Experimental study on mechanical behavior of sand-rubber mixtures

Document Type : Original Research

Authors
1 Tarbiat Modares University
2 Dept. of Civil and Environmental Eng., Tarbiat Modares University, Tehran
Abstract
The number of scrap tires is increasing rapidly in both developed and developing countries due to the steady rise in the number of vehicles. Scrap tires accumulation in the environment causes several social, economical and environmental issues all around the world. Recent studies showed that this material can be considered as an alternative for some conventional materials in construction industries. Scrap tires are used as a whole or in processed pieces in geotechnical engineering to help reducing the disposal effects and improve mechanical characteristics of soils. It is becoming quite common to mix soils and processed rubber particles in different civil and geotechnical constructions like lightweight backfill, road subbase, embankment fills, slopes, asphalt construction, sound barriers, rail construction and foundation reinforcement. However, the employment of these mixtures in real scale projects requires a better understanding of the mechanical performance of the mixtures.
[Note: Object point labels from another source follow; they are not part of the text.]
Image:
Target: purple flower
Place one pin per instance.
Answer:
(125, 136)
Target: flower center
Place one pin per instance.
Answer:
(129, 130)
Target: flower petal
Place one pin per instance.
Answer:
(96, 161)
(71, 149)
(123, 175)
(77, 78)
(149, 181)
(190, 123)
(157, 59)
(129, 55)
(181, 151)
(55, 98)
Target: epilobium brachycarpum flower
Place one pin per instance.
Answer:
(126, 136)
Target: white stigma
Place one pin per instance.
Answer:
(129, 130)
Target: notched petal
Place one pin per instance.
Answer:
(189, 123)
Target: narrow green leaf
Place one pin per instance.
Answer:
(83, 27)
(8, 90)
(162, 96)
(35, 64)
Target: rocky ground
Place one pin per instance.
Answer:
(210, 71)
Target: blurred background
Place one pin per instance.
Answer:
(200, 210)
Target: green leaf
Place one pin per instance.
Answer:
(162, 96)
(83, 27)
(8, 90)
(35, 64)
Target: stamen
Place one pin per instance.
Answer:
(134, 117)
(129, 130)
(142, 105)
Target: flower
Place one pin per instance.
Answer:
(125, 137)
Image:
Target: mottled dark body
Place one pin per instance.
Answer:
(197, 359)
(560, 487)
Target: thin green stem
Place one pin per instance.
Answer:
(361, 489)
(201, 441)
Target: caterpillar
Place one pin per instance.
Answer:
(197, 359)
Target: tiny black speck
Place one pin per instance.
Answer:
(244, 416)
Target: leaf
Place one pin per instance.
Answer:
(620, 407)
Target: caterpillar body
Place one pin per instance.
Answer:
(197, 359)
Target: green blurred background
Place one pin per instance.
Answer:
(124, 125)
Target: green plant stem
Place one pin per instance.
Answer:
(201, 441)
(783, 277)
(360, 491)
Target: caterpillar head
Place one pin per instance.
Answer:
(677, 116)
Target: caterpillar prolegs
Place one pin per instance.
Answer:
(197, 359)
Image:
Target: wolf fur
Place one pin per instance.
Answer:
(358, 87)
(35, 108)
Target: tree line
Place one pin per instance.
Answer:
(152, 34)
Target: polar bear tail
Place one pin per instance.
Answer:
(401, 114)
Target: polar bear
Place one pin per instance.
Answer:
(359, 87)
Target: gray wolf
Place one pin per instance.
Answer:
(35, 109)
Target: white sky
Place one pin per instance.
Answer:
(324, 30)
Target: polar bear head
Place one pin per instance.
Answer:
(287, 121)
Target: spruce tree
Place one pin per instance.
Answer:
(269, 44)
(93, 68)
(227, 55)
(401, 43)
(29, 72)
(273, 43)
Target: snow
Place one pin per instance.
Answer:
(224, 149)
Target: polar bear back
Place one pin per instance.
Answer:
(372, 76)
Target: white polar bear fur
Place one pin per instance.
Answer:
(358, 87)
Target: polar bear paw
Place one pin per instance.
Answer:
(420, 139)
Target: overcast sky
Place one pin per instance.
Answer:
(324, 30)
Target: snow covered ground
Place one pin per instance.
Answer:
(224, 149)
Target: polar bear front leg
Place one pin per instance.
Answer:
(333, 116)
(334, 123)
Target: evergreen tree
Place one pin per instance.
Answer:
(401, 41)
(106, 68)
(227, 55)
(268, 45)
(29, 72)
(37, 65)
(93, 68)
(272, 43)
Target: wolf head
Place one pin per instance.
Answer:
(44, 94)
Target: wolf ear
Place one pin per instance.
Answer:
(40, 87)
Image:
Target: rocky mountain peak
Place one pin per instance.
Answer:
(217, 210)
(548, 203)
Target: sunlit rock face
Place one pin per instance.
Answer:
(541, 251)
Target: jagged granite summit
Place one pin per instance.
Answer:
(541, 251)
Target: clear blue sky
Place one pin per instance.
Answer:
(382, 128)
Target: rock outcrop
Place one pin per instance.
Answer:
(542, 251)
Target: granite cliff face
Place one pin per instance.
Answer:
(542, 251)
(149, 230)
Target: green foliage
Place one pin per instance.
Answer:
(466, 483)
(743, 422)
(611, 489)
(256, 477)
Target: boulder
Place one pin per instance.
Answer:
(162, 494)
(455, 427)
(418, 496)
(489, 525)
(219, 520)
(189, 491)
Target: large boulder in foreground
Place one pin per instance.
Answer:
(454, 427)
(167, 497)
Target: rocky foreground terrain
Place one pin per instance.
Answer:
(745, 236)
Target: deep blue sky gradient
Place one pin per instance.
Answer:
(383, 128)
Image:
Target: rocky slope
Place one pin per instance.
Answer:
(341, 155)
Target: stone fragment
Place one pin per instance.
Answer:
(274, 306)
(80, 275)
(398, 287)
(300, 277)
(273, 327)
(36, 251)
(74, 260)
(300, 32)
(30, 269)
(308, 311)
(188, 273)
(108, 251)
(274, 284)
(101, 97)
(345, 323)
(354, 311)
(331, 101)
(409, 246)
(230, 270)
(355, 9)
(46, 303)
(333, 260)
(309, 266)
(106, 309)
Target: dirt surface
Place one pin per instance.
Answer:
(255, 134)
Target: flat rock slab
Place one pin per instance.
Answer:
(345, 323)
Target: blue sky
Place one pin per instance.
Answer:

The mechanical response of sand-rubber mixtures, initial fabric skeleton and interaction mechanism between constituents depend on several factors such as volume proportions of the mixtures, confinement stress and size ratio between constituent’s grains. The idea of mixing sand and rubber particles with the same particle size distribution was employed in this study to minimize size contrast effect between the grains. Therefore, the mechanical behavior of the mixtures is only based on the volume proportions of the mixtures and internal mechanism between sand and rubber particles. To do so, drained triaxial compression and extension tests were conducted in conventional triaxial apparatus on sand-rubber mixtures. The triaxial samples were made using moist tamping method in three successive layers to avoid high segregation between rubber and sand particles.

The effect of rubber particles was significant on drained mechanical response of sand-rubber mixtures. Peak strength reduction followed by axial strain increase corresponding to the peak strength were observed by increasing the rubber fractions of the mixtures. Consequently the initial elastic modulus of sand-rubber mixtures reduces by increasing the rubber proportions of the mixtures. The contribution of volume proportions of the rubber particles inside the mixtures was found to be significant on the deformation behavior of the mixtures. The volumetric response of sand-rubber mixtures shows that increasing the rubber proportions of the mixtures increases the compressibility tendency of the mixtures which reduces the dilatancy of the mixtures. The angle of friction and intercept cohesion reduces and increases by increasing the rubber fractions of sand-rubber mixtures which are consistent with what have been observed by the previous investigations in the literature. The critical state line parameters of the mixtures were highly dependent on rubber proportions of the mixtures as the slope of critical state line increases by increasing the rubber fraction of the mixtures. The radial strain of the mixtures decreases by increasing the rubber proportions of the mixtures which could be the effect of replacing sand particles by rubber particles in force chains. In general, the mechanical response of sand-rubber mixtures was mostly controlled by sand particles where FR ≤ 20% and by rubber particles where FR > 30%.